Routing
Provider selection, fallbacks, and control.
Routing is how a “unified API” becomes production-grade: you can prioritize cost, latency, or provider preferences, and fall back when a provider is degraded. This section documents the intended knobs and best practices.
Why routing exists
Reliability and leverage
Providers can be rate-limited, degraded, or temporarily unavailable. Routing lets you define what happens next without changing your application code.

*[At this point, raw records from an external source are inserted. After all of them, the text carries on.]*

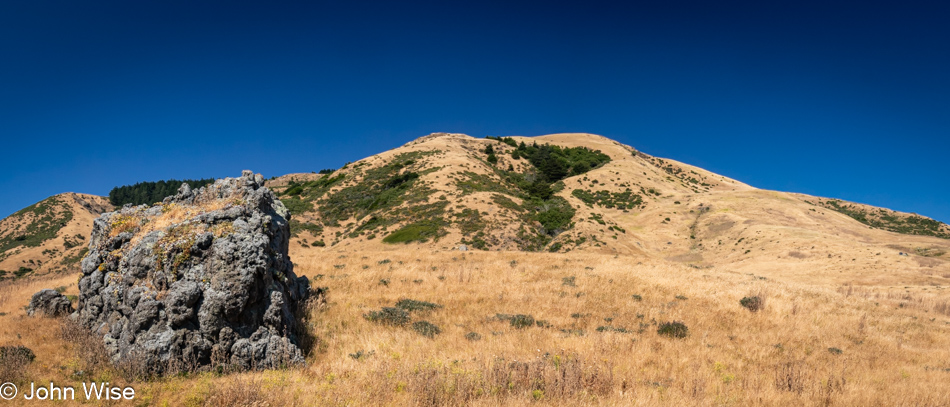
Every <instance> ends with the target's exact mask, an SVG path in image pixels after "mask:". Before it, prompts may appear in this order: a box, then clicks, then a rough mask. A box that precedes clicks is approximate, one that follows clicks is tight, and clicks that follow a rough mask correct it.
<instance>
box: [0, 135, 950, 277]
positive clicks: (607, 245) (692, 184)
mask: <svg viewBox="0 0 950 407" xmlns="http://www.w3.org/2000/svg"><path fill="white" fill-rule="evenodd" d="M266 185H267V186H268V187H270V188H272V189H274V191H275V192H277V193H278V195H279V196H280V199H281V201H283V203H284V204H285V205H286V206H287V208H288V209H289V210H290V211H291V212H292V214H293V218H292V219H291V228H292V232H293V233H294V236H295V238H294V245H293V246H292V250H305V251H308V250H335V251H355V250H375V251H379V250H382V251H386V250H401V249H402V248H403V247H404V245H405V244H411V245H417V246H419V247H422V248H429V249H432V250H448V249H456V248H459V247H461V246H463V245H464V246H466V247H467V248H469V249H472V250H512V251H550V252H570V251H584V252H594V253H604V254H622V255H634V256H644V257H649V258H653V259H659V260H663V261H669V262H676V263H685V264H688V265H689V266H692V267H695V268H709V267H723V266H728V267H729V269H730V270H733V271H736V272H744V273H748V274H756V273H759V272H762V271H781V273H782V274H783V275H787V276H798V277H800V278H802V279H807V280H809V281H825V280H830V281H831V282H844V281H848V282H852V281H860V279H866V280H868V281H870V280H871V279H878V280H876V283H881V281H883V280H880V279H882V278H885V277H881V276H887V278H895V279H896V280H895V281H897V280H899V281H903V282H913V283H920V284H936V285H948V284H950V254H948V253H950V240H948V239H947V238H948V237H950V227H948V226H947V225H946V224H943V223H941V222H937V221H935V220H932V219H929V218H926V217H922V216H919V215H914V214H906V213H899V212H895V211H891V210H888V209H883V208H875V207H872V206H868V205H861V204H854V203H849V202H844V201H839V200H834V199H828V198H819V197H812V196H808V195H802V194H796V193H785V192H776V191H766V190H760V189H756V188H753V187H751V186H749V185H746V184H744V183H742V182H740V181H737V180H733V179H730V178H728V177H724V176H722V175H718V174H715V173H712V172H709V171H706V170H704V169H702V168H698V167H694V166H691V165H688V164H684V163H680V162H677V161H674V160H669V159H664V158H659V157H653V156H650V155H648V154H644V153H642V152H639V151H637V150H636V149H634V148H633V147H630V146H626V145H623V144H621V143H618V142H616V141H614V140H610V139H608V138H605V137H602V136H597V135H592V134H583V133H569V134H552V135H546V136H540V137H517V136H515V137H505V138H500V139H476V138H473V137H469V136H466V135H464V134H451V133H434V134H431V135H428V136H425V137H421V138H419V139H417V140H414V141H412V142H409V143H407V144H405V145H403V146H401V147H399V148H396V149H393V150H390V151H384V152H381V153H379V154H376V155H373V156H370V157H367V158H364V159H362V160H359V161H356V162H354V163H350V164H348V165H346V166H344V167H343V168H341V169H339V170H336V171H333V170H323V171H321V173H320V174H316V173H300V174H287V175H284V176H279V177H275V178H273V179H271V180H268V181H267V183H266ZM110 209H111V206H109V204H108V202H106V200H105V199H104V198H101V197H94V196H89V195H79V194H63V195H57V196H55V197H51V198H50V199H48V200H45V201H43V202H40V203H38V204H36V205H34V206H31V207H29V208H26V209H24V210H22V211H20V212H18V213H17V214H14V215H12V216H10V217H9V218H7V219H5V220H3V221H2V222H0V270H3V271H5V273H3V275H4V276H6V277H7V278H9V277H10V276H12V275H16V274H17V273H20V274H24V273H27V274H28V273H30V272H46V271H54V270H63V269H66V268H68V267H70V266H72V265H74V264H75V263H76V262H78V260H79V257H78V256H79V255H80V254H81V253H80V251H81V247H82V246H84V245H85V243H84V242H82V241H81V240H82V238H83V237H84V236H87V235H88V233H89V228H90V227H91V220H92V218H94V217H95V216H97V215H98V214H99V213H101V212H102V211H105V210H110ZM292 253H294V252H293V251H292ZM866 271H879V273H865V272H866ZM848 276H850V277H848ZM855 276H857V278H859V280H855ZM887 278H885V279H887ZM888 281H889V280H888Z"/></svg>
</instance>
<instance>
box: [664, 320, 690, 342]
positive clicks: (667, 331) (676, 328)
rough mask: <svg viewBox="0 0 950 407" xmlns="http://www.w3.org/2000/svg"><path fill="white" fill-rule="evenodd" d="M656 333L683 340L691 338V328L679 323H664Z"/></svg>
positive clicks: (667, 322) (668, 336) (683, 324)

Provider preferences (example shape)
Request-level routing
An example of a routing object you can attach to requests. The exact feature set may evolve, but the principles remain stable.
{
"model": "anthropic/claude",
"messages": [{"role":"user","content":"Hello"}],
"lmchat": {
"routing": {
"prefer": ["bedrock", "vertex", "direct"],
"allow_fallbacks": true,
"max_provider_tries": 2
}
}
}Sorting strategies
Cost vs latency vs quality
Common strategies:
- pricing-low-to-high: minimize cost.
- latency-low-to-high: minimize time-to-first-token.
- quality-high-to-low: prefer the most capable options.
Fallback best practices
- Use fallbacks for read-only workloads (summaries, extraction) by default.
- For deterministic tasks, cap retries and enforce idempotency on your side.
- Record provider used in logs to debug regressions and cost spikes.
- Combine routing with data policies if prompts contain sensitive data.